The scene with Sam and Patrick hiding in a confessional at St Mary’s drinking the sacristy wine from the bottle and smoking shows the audaciousness of youth in a humorous and predictable way. Of course, they get caught! Father Fitzgibbons is not shocked and handles the situation thoughtfully while assigning a consequence to the boys that leads into the gist of the story and from thereon we are hooked.
Julie Lessman’s writing is always a great mix of high emotion, clashes of right and wrong, forgiveness, past and present hurts, secrets, guilt, shame, fun, humor, family stresses, life decisions, love and lust – the good, the bad and the ugly, dishonesty, thievery, hypocrisy, dreams and always God’s love and the human struggle to entrust their hearts Him. Her script is divinely developed around the evidence that she has researched the time period extensively as to history, fashions in style, education, religion, morals, courting, and human behavior which is primarily the same from generation to generation. She writes such beautiful and easily comprehended word pictures that are vivid to the imagination throughout her story. Ms. Lessman has no qualms at expressing belief in the plans that God has for each individual.
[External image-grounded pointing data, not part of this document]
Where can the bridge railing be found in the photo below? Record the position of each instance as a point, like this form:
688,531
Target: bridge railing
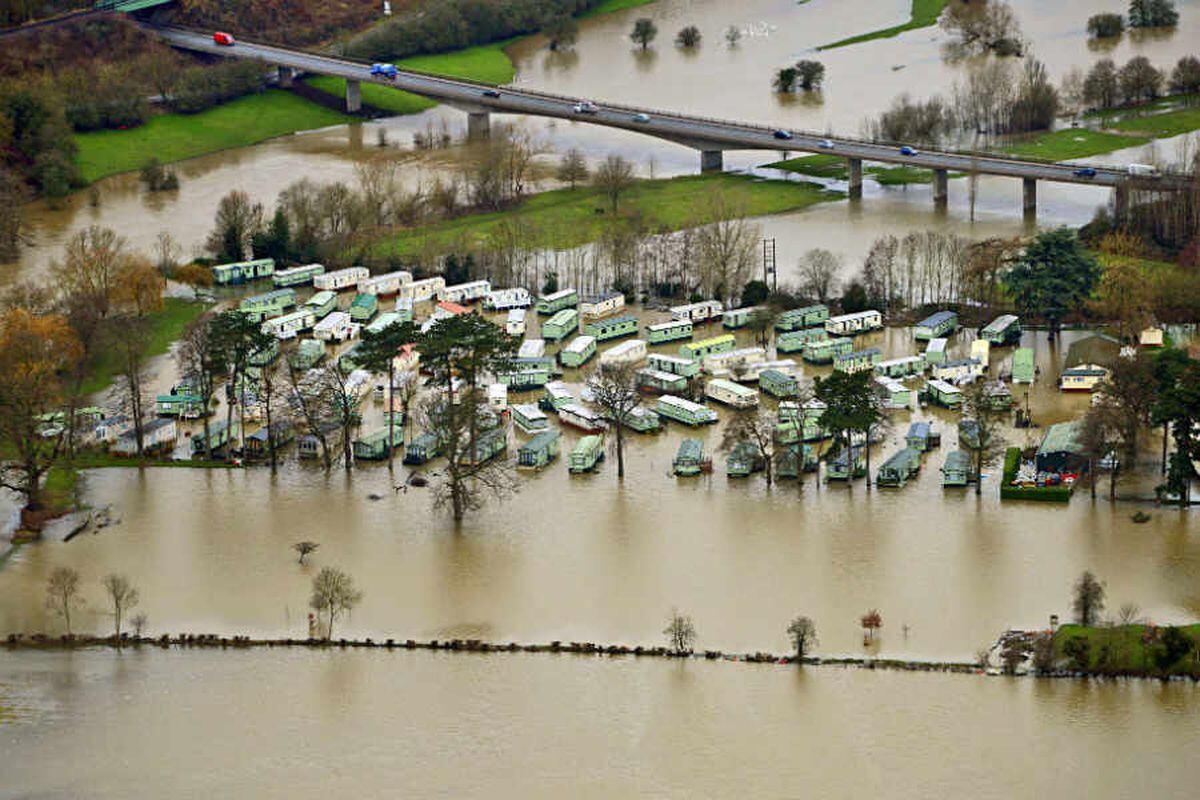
979,155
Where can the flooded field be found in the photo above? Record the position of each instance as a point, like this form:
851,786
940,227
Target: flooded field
303,725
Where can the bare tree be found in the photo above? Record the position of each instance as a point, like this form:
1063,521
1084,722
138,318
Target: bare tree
123,595
63,593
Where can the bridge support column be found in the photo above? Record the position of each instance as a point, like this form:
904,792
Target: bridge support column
353,96
856,178
1030,196
712,161
941,186
479,126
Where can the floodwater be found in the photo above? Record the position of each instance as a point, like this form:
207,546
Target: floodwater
717,80
304,725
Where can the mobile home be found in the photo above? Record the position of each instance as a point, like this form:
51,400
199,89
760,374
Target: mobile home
340,280
677,329
601,305
563,324
684,410
540,450
630,352
557,301
611,328
298,276
697,312
579,352
805,317
586,455
857,323
937,325
243,271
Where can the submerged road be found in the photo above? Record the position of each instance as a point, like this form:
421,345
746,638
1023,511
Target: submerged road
706,134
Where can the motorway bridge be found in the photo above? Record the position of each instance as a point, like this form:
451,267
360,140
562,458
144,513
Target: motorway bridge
708,136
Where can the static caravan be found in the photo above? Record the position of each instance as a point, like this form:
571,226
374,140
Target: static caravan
677,329
857,323
807,317
465,293
909,365
375,445
270,304
601,305
795,341
937,325
957,371
423,290
684,410
825,352
507,299
737,318
532,349
697,312
612,328
514,324
582,417
857,361
563,324
935,352
529,417
289,325
243,271
579,352
586,455
336,328
540,450
321,304
685,367
1003,330
1024,370
690,458
957,469
744,459
340,280
298,276
661,383
388,283
778,384
731,394
630,352
364,307
899,468
943,394
557,301
703,348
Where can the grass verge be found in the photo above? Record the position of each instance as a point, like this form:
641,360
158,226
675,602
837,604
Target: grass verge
565,218
924,13
174,137
167,325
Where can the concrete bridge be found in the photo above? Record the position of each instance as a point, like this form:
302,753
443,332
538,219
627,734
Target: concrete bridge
709,137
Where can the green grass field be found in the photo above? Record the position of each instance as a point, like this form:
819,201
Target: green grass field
924,13
565,218
167,326
174,137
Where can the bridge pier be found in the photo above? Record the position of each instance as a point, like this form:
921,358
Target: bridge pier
856,178
1030,196
941,186
712,161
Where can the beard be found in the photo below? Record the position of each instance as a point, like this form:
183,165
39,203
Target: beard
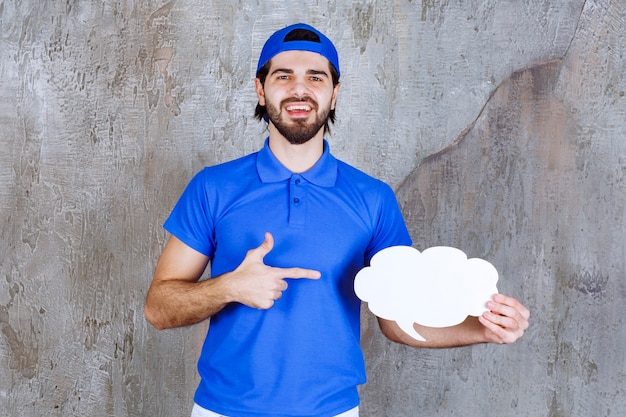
297,132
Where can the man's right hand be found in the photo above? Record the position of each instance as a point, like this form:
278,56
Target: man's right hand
257,285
The characters are all mostly lovable, with a couple of deterrents there, yet each one is unique and vital to the story. You will meet the children that perform in the play and learn their life struggles. Julie Lessman has no lack of imagination in creating the right character(s) for every situation. The surprising compassion and involvement of one character in the youngster’s lives is heartwarming and tender. It brings a bit of a tear to the eye.Here is where I will leave my review of Julie Lessman’s book. As always, after I have finished reading a Julie Lessman novel, I discover I have learned much from her words in relation to my own life. Some of my personal damaged emotions begin to heal and my faith in God has rooted deeper. Recently I told Julie “Your talent overwhelms me….how do you do that?” She answered, “LOL ... my so-called "talent" overwhelms me too, and I have NO earthly idea how I do it except by the grace of God - just like you!! :)” There, by the grace of God, we write.